We’ll only consider homeomorphisms isotopic to the identity, written as Homeo_0(T^2).  Starting in 1962 and finishing in 1965, badass Mary-Elizabeth Hamstrom proved in a series of papers that Homeo_0(X) is contractible (homotopic to a point) if X is a two-manifold with a short list of exceptions [torus, sphere, plane, disk, annulus, disk with a hole in it, plane with a hole in it.]

Abstractly, I realize that there are many 10-year olds out there who could make a better picture than this.  But I'm still so proud of myself.  Exceptions to the theorem that the space of homeomorphisms isotopic to the identity is contractible.
Abstractly, I realize that there are many 10-year olds out there who could make a better picture than this. But I’m still so proud of myself. Exceptions to the theorem that the space of homeomorphisms isotopic to the identity is contractible.
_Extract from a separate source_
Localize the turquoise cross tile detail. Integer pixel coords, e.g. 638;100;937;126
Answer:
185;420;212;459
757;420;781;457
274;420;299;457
Let’s look at our current favorite from this list, $Homeo_0(T^2)$.  If we start from the identity, which homeomorphisms can we isotope to?  Well, I can rotate my torus around its hole-axis, and that ending homeomorphism is definitely isotopic to the identity (the rotation through time is the isotopy; where the points end up is the ending homeomorphism).

Orange dot moves to red dot.
Orange dot moves to red dot.

Since I can rotate by all the degrees up to 360, which brings me back to the identity, this means that Homeo_0(T^2) contains a circle- each point on the circle represents rotating the torus by that many degrees.

What else can I do that’ll be isotopic to the identity?  I can rotate the torus around its center circle (running through the middle of the donut), like if I was wringing out a towel.

Again, orange dot to red dot.
Again, orange dot to red dot.

Again, I can do this for 360 degrees before coming back to the identity.  So there’s another circle, different from the first one, in Homeo_0(T).

I can also do any combination of these two: I can rotate 27 degrees around the hole-axis, and then 78 around the center circle.  This is true for any numbers between 0 and 360, but then 0 and 360 are the same for both.  So far, we have the picture on the left.  I colored it to indicate that 0=360 on both axes.  Look familiar?

torus

Notice that all four corners are the same homeomorphism: the identity can be had by rotating by 360 degrees in either direction, or in both directions, or by doing nothing.  So we’ve shown that Homeo_0(T^2) actually contains a torus!  This is cool because all those other Homeo_0(X) were contractible.  In fact, Homeo_0(T^2) is a torus- we’ve actually described all the homeomorphisms of the torus which are isotopic to the identity- combinations of rotations around the center axis and around the center circle.

Personally I find this much more exciting than classifying the homeomorphisms by trace (yeup that’s happening in Part III, nope Part IV is coming out before Part III and you’re going to like it), probably because it involves shapes rather than numbers.

Update on health: I’m taking antibiotics to help with whooping cough.  So that explains why I’ve been sick for a month.  My boyfriend walked by and asked what I was doing an hour ago, and I told him I was very busy feeling sorry for myself.  Then I wrote this blog post to be less lump-ish.